@Jimbo, In the absence of a heart to pump blood, there is no way to get oxygen and nutrients to the cells. Someone made a case that the goo replaced the blood and is serving the same purpose of transporting blood and nutrients to cells. That’s fine, I don’t really care about that. Like I said, it’s sci-fi/magicky handwavy stuff. It’s speculation. Until the developers explicitly explain how this particular brand of zombification works, it’s anyone’s guess as to how anything works. It doesn’t matter whether zombies are necrotic or technically living. The default position is that viruses require a very particular environment in order to survive and reproduce and it’s more unlikely than it is likely that a virus could survive in a zombie that does not have blood pumping and may or may not be breathing. Unless you come up with some additional reason as to why it can. Which is fine, if you want to do that.
But that is not what this thread is about. This thread is not contingent on whether or not zombies can host a virus. This is about mold.
@Otaku Game balance is tricky. I’m as much in favor of a game being fun over being ‘realistic’ as anyone. You shouldn’t have to spend a week outdoors to solve a problem. But as a hypothetical example;
Increasing exposure:
0 Exposure - No problem
50 Exposure - No Problem
100 Exposure - Develop 1st tier symptom
200 Exposure - Develop additional 1st tier symptom
300 Exposure - Develop 2nd tier symptom
400 Exposure - Develop second 2nd tier symptom
500 Exposure - Develop 3rd tier symptom (cannot be fatal)

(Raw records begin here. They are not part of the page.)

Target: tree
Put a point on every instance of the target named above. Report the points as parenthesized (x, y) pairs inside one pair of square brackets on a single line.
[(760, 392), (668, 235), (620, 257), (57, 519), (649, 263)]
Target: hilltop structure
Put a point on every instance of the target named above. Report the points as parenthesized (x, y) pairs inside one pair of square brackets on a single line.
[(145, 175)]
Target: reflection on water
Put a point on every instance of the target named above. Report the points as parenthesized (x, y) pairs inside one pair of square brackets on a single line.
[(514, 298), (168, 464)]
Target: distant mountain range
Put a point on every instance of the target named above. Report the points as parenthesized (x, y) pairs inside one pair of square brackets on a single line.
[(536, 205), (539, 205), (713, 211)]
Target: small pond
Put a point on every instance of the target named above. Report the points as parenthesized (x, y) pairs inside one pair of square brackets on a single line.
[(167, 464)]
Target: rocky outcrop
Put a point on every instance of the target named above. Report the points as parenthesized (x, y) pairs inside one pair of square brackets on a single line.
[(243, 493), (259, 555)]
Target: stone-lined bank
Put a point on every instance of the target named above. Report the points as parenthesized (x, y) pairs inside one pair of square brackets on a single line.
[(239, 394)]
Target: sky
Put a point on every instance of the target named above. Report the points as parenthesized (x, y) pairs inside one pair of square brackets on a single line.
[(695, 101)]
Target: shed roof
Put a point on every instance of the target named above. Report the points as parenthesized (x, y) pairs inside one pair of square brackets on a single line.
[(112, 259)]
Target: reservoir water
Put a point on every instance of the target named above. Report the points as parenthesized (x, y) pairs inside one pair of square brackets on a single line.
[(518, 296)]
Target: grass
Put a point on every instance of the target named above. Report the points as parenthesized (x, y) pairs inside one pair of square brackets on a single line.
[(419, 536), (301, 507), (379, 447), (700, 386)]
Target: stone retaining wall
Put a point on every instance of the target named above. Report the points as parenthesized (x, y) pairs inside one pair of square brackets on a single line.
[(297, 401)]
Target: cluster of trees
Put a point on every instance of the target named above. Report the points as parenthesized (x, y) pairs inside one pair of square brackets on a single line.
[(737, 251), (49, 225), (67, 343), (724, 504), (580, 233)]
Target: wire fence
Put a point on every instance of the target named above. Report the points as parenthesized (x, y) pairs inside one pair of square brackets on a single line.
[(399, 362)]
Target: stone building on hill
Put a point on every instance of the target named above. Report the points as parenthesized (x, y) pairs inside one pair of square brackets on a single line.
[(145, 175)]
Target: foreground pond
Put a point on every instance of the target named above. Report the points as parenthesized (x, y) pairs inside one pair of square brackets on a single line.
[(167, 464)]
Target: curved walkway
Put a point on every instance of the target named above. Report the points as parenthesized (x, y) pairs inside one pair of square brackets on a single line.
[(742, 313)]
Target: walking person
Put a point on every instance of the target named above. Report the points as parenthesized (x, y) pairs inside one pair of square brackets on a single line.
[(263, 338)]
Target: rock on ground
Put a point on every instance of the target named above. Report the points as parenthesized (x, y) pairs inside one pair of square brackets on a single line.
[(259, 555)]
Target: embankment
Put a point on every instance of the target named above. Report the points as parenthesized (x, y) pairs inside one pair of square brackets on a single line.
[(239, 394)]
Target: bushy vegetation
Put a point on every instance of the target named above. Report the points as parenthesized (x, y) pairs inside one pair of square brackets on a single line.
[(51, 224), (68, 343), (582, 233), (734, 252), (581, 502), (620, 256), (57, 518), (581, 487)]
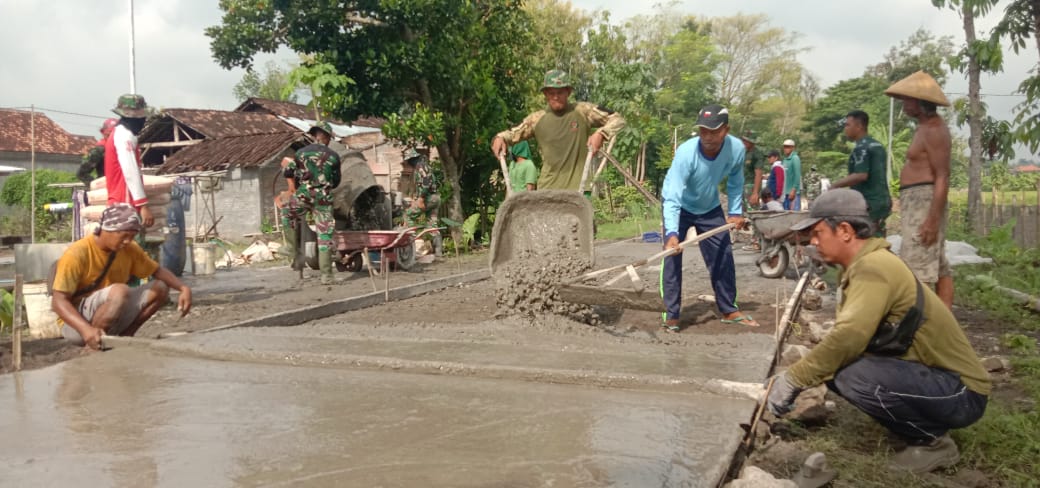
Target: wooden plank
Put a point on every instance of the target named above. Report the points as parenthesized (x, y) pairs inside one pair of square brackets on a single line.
[(628, 177)]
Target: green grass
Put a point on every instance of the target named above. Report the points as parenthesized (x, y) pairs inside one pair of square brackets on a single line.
[(960, 197), (626, 229)]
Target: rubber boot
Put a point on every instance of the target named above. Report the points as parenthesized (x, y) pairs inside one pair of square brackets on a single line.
[(289, 250), (438, 245), (325, 265), (927, 457)]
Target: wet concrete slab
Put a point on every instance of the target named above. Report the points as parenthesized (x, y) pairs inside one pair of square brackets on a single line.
[(493, 349), (133, 417)]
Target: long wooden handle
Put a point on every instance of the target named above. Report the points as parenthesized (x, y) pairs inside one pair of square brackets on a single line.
[(585, 171), (667, 252), (505, 175)]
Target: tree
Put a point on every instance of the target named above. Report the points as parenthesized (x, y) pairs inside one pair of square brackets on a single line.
[(755, 59), (1021, 20), (270, 84), (973, 58), (466, 61), (17, 191)]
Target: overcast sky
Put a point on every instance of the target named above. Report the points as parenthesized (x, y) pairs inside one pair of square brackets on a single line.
[(73, 55)]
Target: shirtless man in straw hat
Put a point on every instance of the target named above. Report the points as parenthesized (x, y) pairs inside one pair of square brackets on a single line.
[(925, 182)]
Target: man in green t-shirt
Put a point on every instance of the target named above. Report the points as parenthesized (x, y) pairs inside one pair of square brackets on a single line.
[(867, 170), (793, 177), (754, 168), (565, 132), (523, 173)]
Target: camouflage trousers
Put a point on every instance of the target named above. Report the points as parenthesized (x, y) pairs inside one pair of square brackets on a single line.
[(928, 263), (320, 209)]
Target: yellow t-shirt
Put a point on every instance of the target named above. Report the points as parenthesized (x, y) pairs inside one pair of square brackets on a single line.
[(83, 261)]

… at 600 and every 100 after you take random effects from the third tier, some of which will result in death after a short period.
Every 100 exposure would take about 8 hours of fresh air to get rid of. However you don’t undo the damage until 50 points lower than the symptom you received. So you get a symptom at 100 and it goes away at 50. If you get a second symptom at 200 you lose it at 150, and are fully healthy at 50. So if you were to get your first symptom and immediately spend 4 hours outdoors, it would go away. And you’d need to accumulate back up to 100 to get a symptom again.
If you’ve managed to get all the way up to 500 exposure then it would take 36 hours of fresh air to return to a healthy state (50 exposure). Though it can be more than 500.
As for how long it would take to accumulate exposure is another matter. It would depend on the kinds of places you spend time in and how long you spend there. Just looting houses wouldn’t be a big deal. Some houses would be clean and some would be mildly bad. If the house is marked as on the higher end of bad (for houses) then you might develop a symptom overnight by sleeping in it(100 exposure). Eight hours of sleep = eight hours of fresh air. A cleaner house wouldn’t affect you nearly as much and you might never develop symptoms at all because you naturally spend enough time outdoors to counter it. So unless you never left your house for days you’d have nothing to worry about.
It’s when you start walking around moldy grocery stores - and in particular sewers - that things spike. A few hours in a sewer without breathing protection could leave you with multiple symptoms that take substantially longer to recover from than a night in a moldy house.
@Kevin Granade, I really like the idea of certain tiles being ‘spore traps’ if you will. Ambient air levels are one thing, but having active dangers to avoid makes things a lot more interesting. And given the lore it’s possible that mold itself has been affected and mutated. After all, we already have the creepy fungal zombies. Their territory could be thick with mold that makes attacking them without masks dangerous. And they could give off clouds of spores when you kill them. Etc.
I just think there’s a lot of interesting gameplay potential with this kind of environmental threat.
Edit: Re: Aggressive treatment of fungal infections, there are oral anti-fungal medications which can be taken that will attack fungus in the body. They are quite toxic and not healthy (they can result in liver damage), but they could be found in pharmacies because they are often prescribed to fight foot fungus. I’d just tack on some unpleasant side-effects to make it less desirable unless you’re in a real bad way.
The ordinary method of fighting a fungal infection (in real life) is avoiding further exposure and avoiding foods that feed the fungus (sugars, starches, alcohols), but that’s not very interesting.